After initial control, his protocol called for interruptions of HAART followed by restarting it if the viral load rose to greater than 5,000 and interrupting again after viral control was re-established. Three of eight patients went on to control after the first interruption, and have remained off HAART. One patient developed an HIV superinfection and lost viral control but prior to that had controlled the initial HIV infection. For most patients, there is a slow, stepwise loss of control over time that enables them to remain off therapy, some for more than two years. What kind of immune responses are seen?
After treatment interruptions, CD8 cell responses recognise more than 25 epitopes (pieces of HIV) compared to before interruption when only two epitopes are recognised. Only three of 11 patients in follow up were able to control HIV for 1,000 days off therapy and they continue off therapy with viral load <3,000 copies/ml.

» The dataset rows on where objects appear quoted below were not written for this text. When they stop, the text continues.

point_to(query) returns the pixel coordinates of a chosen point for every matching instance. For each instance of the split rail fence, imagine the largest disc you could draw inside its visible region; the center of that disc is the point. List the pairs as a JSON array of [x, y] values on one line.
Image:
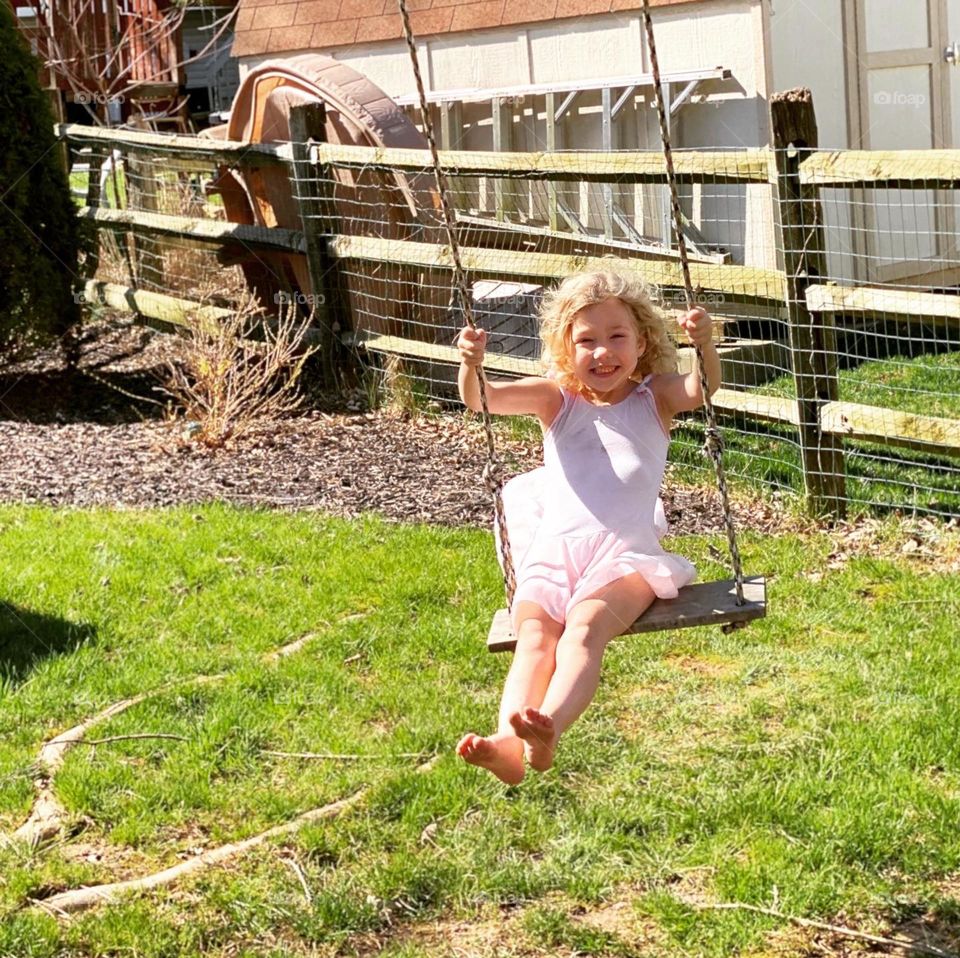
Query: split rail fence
[[837, 382]]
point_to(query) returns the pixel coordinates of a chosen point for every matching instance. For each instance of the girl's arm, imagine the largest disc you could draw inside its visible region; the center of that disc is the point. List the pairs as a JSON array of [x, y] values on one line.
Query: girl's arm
[[533, 396], [682, 393]]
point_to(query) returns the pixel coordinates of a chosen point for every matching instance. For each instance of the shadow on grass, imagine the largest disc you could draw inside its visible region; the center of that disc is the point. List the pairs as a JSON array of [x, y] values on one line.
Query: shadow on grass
[[27, 638]]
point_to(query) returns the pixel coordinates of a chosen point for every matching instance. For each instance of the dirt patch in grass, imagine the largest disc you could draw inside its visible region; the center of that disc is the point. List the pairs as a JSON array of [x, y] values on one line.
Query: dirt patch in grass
[[99, 439]]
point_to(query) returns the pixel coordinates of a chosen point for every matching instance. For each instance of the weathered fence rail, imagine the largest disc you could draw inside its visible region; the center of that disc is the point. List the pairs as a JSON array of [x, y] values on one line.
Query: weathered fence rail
[[793, 287]]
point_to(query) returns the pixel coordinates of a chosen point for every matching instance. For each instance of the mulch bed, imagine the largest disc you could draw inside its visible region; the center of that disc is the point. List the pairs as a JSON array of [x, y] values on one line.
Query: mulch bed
[[85, 441]]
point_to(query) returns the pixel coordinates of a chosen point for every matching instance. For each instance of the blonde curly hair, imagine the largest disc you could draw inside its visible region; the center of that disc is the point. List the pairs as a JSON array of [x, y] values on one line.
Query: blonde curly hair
[[561, 305]]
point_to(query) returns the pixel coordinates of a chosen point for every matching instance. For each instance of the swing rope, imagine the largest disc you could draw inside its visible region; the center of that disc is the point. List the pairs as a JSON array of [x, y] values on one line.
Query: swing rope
[[492, 473], [713, 445]]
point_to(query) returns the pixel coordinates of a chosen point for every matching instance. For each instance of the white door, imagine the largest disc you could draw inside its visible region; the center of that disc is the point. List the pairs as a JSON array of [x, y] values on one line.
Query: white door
[[904, 105]]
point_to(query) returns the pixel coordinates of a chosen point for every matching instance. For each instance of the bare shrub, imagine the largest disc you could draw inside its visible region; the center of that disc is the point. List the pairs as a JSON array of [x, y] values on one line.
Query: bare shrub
[[238, 370]]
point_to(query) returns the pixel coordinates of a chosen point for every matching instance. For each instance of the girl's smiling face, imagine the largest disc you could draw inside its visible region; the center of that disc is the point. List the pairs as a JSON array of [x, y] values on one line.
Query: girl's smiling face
[[606, 347]]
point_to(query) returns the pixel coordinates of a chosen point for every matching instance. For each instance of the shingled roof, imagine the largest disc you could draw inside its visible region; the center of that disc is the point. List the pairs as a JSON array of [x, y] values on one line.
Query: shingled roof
[[275, 26]]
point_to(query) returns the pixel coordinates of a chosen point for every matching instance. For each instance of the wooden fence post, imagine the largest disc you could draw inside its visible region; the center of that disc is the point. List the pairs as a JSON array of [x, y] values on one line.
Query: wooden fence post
[[812, 337], [315, 200]]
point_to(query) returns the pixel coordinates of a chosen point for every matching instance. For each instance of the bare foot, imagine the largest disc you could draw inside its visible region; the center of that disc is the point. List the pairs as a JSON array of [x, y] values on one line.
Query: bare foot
[[500, 754], [538, 734]]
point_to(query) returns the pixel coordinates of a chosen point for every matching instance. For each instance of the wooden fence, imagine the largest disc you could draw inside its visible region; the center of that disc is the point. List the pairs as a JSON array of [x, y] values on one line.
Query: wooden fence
[[821, 420]]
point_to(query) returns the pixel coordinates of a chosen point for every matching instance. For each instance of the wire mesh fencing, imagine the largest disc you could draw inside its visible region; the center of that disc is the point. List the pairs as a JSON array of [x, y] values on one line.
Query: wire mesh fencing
[[832, 279]]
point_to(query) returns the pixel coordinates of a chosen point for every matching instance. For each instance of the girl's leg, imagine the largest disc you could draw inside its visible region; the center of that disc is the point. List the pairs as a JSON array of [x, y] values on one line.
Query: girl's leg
[[592, 623], [526, 684]]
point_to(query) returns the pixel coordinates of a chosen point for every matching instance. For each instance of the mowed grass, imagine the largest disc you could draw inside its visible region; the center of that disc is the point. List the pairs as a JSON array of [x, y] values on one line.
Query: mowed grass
[[809, 764]]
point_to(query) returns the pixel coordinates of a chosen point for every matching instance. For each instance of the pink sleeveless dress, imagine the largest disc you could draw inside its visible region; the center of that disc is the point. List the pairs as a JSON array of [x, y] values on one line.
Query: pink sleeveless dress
[[590, 514]]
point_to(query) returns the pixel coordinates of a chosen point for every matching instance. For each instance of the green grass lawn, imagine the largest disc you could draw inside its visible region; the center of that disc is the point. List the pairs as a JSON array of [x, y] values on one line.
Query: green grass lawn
[[809, 764], [924, 385]]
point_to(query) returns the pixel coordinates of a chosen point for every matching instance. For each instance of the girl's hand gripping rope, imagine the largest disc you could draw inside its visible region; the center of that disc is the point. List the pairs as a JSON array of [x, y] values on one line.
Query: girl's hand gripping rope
[[472, 344]]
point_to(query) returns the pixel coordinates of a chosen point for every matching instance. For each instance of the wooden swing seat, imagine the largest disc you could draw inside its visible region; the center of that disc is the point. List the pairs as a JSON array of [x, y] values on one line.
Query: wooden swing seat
[[703, 603]]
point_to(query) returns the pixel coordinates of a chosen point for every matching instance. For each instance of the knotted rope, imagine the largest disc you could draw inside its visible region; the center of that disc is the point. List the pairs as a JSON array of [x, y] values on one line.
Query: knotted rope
[[713, 445], [492, 475]]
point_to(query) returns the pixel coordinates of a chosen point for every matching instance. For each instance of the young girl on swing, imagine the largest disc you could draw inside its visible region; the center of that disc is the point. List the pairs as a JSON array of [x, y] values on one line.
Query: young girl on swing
[[593, 563]]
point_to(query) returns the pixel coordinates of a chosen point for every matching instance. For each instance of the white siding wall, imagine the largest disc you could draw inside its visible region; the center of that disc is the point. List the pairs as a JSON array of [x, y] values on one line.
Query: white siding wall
[[807, 49], [733, 113]]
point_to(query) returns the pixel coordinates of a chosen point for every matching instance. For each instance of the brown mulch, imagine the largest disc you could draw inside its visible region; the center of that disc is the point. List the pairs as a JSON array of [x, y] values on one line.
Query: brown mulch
[[84, 441]]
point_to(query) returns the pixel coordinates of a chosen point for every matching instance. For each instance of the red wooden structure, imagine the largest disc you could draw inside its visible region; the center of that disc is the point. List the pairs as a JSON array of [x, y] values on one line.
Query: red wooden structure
[[103, 52]]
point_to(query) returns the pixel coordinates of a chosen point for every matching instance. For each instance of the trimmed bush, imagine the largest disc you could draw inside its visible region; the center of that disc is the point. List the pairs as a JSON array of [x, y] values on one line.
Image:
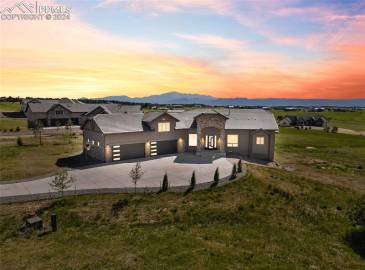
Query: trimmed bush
[[234, 172], [357, 213], [19, 141], [165, 183], [193, 181], [118, 206], [239, 166], [216, 178], [192, 184]]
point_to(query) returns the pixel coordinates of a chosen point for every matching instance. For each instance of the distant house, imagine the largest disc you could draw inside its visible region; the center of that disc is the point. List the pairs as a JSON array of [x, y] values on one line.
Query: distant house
[[51, 113], [26, 101], [109, 109], [304, 120], [236, 132]]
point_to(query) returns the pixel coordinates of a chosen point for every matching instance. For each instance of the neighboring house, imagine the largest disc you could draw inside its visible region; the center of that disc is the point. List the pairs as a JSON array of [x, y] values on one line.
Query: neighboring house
[[113, 108], [25, 102], [55, 113], [305, 120], [236, 132]]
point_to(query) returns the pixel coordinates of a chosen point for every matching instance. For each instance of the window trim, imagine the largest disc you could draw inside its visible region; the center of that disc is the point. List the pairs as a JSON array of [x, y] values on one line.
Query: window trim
[[194, 142], [164, 126], [232, 144]]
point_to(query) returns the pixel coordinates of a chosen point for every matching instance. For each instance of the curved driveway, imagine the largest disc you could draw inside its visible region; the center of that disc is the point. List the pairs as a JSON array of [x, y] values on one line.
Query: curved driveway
[[178, 168]]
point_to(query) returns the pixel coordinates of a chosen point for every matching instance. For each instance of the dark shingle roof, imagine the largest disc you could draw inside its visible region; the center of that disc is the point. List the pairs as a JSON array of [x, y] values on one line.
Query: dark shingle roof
[[119, 122], [236, 119]]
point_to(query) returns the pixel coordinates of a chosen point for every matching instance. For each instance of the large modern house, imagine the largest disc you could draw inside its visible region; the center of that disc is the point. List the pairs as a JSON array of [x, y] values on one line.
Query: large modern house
[[304, 120], [60, 112], [232, 132]]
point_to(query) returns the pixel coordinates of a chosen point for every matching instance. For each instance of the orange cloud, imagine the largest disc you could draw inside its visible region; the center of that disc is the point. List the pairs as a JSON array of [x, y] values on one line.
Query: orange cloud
[[71, 58]]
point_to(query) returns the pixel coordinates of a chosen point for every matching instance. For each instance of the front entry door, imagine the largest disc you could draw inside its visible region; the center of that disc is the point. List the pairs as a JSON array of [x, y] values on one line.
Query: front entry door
[[210, 142]]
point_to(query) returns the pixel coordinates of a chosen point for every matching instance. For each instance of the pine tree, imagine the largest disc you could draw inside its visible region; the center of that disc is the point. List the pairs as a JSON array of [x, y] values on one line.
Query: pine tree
[[239, 166], [165, 183], [234, 172]]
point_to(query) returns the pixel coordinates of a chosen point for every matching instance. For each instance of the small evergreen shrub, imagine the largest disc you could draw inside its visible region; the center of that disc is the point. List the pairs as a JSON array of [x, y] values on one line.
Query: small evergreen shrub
[[118, 206], [19, 141], [239, 166], [234, 172], [216, 178], [165, 183], [193, 181]]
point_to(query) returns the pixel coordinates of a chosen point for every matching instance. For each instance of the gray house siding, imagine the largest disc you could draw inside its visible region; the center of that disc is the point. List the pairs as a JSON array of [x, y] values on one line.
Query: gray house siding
[[119, 142], [95, 141]]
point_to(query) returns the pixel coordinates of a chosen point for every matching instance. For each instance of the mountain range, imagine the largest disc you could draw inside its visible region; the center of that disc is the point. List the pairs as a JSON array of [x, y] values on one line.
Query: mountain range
[[181, 98]]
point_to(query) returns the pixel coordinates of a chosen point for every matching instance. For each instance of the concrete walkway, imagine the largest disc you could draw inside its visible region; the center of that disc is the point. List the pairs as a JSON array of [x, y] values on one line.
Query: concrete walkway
[[115, 176]]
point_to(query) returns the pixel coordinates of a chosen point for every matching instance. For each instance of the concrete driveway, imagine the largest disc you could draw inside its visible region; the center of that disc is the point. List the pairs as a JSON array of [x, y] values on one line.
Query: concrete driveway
[[179, 170]]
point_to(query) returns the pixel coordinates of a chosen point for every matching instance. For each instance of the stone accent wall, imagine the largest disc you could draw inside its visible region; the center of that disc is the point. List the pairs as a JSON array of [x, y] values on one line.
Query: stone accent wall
[[207, 121]]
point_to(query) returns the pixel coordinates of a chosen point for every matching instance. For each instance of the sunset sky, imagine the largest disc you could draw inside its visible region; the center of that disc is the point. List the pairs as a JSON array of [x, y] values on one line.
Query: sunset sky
[[253, 49]]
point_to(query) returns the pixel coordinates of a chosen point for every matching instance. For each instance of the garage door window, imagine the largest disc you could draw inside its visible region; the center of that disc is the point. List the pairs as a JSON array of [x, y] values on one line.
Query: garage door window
[[163, 126], [232, 140], [193, 139], [260, 140]]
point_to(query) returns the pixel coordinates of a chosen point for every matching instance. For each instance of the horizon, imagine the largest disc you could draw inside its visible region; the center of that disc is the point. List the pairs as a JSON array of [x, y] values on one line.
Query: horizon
[[254, 50], [176, 92]]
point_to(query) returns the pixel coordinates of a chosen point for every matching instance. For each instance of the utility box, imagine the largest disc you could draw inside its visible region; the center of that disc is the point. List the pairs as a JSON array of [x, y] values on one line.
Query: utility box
[[34, 223]]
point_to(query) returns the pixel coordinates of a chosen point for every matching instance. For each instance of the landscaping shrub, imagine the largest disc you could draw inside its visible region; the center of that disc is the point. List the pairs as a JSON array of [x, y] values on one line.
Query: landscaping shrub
[[192, 184], [19, 141], [193, 181], [239, 166], [357, 213], [216, 178], [334, 129], [118, 206], [234, 172], [165, 183]]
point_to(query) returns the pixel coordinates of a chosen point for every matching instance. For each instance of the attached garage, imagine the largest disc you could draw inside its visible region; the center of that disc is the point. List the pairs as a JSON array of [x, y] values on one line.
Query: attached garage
[[128, 151], [166, 147]]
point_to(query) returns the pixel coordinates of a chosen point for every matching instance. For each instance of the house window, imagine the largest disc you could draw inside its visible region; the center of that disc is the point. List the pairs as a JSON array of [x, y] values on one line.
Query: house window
[[232, 140], [260, 140], [163, 126], [193, 139]]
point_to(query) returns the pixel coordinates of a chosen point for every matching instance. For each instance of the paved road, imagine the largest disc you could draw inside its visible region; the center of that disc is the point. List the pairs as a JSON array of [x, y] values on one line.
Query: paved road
[[115, 175]]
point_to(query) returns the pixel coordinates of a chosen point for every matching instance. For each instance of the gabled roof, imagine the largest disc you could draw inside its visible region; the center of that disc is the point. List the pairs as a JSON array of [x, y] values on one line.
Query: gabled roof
[[151, 116], [72, 107], [117, 108], [119, 122], [235, 118]]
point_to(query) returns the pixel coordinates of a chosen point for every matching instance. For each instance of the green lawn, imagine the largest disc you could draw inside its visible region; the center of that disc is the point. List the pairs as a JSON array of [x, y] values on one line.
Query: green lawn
[[328, 157], [7, 123], [18, 162], [9, 106], [270, 219], [350, 120]]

When compared to MACS data for progression, 50% of these patients meet the viral parameters of the lowest 25% of the MACS cohort, suggesting that some benefit may be occurring. Genetic factors may also be important. Patients who are HLA B27 positive are more likely to control acute HIV infection and be asymptomatic during acute infection.
The bottom line is that the results of this cohort are intriguing, but do not provide definitive evidence of a significant effect of early treatment with STI.
Walker BD. Prospects for immunotherapy of HIV infection. State of the art talk. Session 12. 2nd IAS Conference on HIV Pathogenesis and Treatment, 13-16 July 2003, Paris. Abstract not submitted.